SAVOIAS: a diverse, multi-category visual complexity dataset
MetadataShow full item record
First author draft
Citation (published version)Elham Saraee, Mona Jalal, Margrit Betke. 2018. "SAVOIAS: A Diverse, Multi-Category Visual Complexity Dataset." pp. ? - ? (10).
Visual complexity identifies the level of intricacy and details in an image or the level of difficulty to describe the image. It is an important concept in a variety of areas such as cognitive psychology, computer vision and visualization, and advertisement. Yet, efforts to create large, downloadable image datasets with diverse content and unbiased groundtruthing are lacking. In this work, we introduce Savoias, a visual complexity dataset that compromises of more than 1,400 images from seven image categories relevant to the above research areas, namely Scenes, Advertisements, Visualization and infographics, Objects, Interior design, Art, and Suprematism.
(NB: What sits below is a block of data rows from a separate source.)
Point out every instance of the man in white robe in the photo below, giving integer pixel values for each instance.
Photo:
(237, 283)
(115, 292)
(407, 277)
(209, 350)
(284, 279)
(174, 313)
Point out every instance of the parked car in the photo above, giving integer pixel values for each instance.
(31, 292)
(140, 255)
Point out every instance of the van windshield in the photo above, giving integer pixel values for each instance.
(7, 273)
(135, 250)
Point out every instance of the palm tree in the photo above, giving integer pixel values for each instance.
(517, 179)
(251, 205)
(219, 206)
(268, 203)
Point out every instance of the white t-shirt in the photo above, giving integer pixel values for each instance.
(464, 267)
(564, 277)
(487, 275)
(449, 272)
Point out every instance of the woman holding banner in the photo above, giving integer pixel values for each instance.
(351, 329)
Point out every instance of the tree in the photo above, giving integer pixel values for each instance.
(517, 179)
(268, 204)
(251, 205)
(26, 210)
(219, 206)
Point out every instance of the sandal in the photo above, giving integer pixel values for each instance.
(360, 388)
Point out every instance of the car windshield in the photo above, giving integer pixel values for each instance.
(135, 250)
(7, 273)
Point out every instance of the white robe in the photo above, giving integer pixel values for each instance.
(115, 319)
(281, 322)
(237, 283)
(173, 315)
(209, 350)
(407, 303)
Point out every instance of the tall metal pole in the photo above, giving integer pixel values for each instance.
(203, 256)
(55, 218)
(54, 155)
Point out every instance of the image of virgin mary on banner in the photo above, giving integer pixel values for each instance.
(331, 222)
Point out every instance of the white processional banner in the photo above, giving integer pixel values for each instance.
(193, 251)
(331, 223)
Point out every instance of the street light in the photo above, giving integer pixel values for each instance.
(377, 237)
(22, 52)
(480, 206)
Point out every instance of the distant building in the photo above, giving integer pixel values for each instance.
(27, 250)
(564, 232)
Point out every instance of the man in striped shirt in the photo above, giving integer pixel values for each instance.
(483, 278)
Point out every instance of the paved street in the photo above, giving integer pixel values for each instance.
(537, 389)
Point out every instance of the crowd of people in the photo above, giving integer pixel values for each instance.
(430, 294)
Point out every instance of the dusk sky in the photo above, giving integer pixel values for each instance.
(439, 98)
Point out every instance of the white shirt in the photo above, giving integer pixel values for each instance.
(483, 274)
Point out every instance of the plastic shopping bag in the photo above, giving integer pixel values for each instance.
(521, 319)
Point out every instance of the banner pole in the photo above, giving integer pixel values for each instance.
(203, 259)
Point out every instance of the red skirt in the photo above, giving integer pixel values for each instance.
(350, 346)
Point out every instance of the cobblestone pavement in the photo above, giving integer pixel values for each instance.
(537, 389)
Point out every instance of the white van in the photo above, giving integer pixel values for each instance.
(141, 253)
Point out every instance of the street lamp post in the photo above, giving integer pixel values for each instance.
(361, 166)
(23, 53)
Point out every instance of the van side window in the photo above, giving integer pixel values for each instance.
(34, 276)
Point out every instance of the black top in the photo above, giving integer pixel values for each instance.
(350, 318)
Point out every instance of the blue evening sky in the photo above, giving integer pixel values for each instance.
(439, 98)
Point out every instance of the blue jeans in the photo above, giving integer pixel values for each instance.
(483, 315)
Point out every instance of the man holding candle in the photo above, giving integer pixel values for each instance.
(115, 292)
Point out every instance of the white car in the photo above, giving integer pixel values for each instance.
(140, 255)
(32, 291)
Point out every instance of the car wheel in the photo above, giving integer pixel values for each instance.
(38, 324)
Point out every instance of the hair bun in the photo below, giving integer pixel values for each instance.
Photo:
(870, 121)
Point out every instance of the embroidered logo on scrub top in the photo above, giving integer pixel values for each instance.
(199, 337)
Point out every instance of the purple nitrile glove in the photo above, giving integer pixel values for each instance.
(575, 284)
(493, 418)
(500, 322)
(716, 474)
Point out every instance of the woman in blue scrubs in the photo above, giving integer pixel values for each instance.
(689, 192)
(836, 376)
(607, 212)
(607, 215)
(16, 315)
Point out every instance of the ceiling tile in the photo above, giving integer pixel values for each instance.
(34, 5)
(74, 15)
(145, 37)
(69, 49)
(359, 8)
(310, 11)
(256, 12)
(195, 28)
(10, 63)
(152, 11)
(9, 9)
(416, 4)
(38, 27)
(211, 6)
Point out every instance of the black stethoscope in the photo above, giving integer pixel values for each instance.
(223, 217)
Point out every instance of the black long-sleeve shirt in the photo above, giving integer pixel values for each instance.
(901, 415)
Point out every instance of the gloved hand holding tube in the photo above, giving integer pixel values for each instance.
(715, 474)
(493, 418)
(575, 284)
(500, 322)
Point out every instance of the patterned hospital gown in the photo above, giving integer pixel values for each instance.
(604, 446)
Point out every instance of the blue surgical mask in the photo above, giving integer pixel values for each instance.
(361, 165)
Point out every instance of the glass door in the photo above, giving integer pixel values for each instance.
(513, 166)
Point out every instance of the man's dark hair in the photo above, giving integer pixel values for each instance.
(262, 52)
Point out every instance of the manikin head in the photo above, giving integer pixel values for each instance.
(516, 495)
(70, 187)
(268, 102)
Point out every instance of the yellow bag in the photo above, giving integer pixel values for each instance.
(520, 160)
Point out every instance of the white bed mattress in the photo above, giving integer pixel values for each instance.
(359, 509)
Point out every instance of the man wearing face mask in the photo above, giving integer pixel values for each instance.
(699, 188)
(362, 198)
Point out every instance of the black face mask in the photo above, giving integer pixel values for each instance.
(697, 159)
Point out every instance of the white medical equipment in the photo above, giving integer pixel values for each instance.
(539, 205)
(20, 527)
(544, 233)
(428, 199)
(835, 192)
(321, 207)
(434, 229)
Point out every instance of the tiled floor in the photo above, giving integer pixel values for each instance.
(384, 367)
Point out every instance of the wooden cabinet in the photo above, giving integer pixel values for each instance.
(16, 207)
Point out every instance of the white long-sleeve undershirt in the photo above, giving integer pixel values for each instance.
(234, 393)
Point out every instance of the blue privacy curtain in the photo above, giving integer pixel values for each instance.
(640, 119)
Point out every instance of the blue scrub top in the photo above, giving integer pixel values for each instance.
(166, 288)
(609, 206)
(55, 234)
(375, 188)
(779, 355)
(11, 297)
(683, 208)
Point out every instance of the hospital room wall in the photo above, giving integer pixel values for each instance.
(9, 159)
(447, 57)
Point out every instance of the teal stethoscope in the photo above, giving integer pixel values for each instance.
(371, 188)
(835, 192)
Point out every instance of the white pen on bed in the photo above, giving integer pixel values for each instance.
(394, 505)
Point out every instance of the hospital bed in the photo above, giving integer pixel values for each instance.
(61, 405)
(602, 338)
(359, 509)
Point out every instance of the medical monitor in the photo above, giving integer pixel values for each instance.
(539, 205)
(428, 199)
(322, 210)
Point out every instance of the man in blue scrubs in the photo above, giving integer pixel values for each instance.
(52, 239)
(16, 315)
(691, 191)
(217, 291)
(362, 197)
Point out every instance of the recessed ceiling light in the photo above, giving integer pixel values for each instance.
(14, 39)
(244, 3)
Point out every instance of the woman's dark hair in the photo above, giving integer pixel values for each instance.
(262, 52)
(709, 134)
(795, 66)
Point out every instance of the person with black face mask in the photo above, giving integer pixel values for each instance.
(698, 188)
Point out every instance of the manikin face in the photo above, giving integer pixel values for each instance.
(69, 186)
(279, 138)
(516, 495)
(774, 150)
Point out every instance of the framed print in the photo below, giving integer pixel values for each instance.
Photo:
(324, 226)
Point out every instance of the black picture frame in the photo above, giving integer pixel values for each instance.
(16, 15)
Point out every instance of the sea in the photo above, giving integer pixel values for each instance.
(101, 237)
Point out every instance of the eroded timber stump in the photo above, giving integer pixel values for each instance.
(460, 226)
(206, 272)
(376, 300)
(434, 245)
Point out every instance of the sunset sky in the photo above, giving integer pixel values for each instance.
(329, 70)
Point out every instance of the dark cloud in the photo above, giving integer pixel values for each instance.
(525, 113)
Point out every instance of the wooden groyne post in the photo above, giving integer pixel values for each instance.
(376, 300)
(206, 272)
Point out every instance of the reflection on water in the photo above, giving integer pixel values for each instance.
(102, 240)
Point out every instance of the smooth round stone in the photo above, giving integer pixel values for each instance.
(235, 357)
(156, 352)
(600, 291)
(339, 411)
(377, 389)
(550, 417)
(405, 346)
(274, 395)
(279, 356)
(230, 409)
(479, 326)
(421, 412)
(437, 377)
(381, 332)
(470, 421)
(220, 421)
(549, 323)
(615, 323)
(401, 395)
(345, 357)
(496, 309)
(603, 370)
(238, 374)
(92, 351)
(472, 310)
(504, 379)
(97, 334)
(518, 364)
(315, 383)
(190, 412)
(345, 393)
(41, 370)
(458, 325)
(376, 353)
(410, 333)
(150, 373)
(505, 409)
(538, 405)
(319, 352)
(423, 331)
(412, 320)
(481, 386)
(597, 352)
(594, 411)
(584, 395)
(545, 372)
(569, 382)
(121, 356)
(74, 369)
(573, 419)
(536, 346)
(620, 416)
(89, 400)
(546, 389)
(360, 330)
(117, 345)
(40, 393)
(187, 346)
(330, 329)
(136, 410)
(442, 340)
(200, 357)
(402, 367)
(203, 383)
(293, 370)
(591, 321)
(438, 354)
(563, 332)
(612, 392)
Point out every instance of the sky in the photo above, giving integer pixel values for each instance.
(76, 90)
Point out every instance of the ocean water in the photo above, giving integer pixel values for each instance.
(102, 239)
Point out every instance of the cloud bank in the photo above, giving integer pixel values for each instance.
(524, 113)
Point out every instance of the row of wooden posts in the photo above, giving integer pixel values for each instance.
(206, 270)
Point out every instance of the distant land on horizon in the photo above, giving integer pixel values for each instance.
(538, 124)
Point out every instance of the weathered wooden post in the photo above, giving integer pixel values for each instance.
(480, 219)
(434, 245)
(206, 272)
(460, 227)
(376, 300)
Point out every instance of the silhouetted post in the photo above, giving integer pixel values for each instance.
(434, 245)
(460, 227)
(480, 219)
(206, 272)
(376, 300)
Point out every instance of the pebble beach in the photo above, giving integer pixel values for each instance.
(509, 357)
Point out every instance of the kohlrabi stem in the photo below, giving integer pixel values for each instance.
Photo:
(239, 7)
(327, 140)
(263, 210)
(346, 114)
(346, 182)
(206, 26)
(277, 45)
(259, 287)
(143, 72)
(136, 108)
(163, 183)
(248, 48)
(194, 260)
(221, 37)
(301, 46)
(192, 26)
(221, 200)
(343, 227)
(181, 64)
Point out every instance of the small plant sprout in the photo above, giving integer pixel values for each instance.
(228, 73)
The images in each category portray diverse characteristics including various low-level and high-level features, objects, backgrounds, textures and patterns, text, and graphics. The ground truth for Savoias is obtained by crowdsourcing more than 37,000 pairwise comparisons of images using the forced-choice methodology and with more than 1,600 contributors. The resulting relative scores are then converted to absolute visual complexity scores using the Bradley-Terry method and matrix completion. When applying five state-of-the-art algorithms to analyze the visual complexity of the images in the Savoias dataset, we found that the scores obtained from these baseline tools only correlate well with crowdsourced labels for abstract patterns in the Suprematism category (Pearson correlation r=0.84). For the other categories, in particular, the objects and advertisement categories, low correlation coefficients were revealed (r=0.3 and 0.56, respectively). These findings suggest that (1) state-of-the-art approaches are mostly insufficient and (2) Savoias enables category-specific method development, which is likely to improve the impact of visual complexity analysis on specific application areas, including computer vision.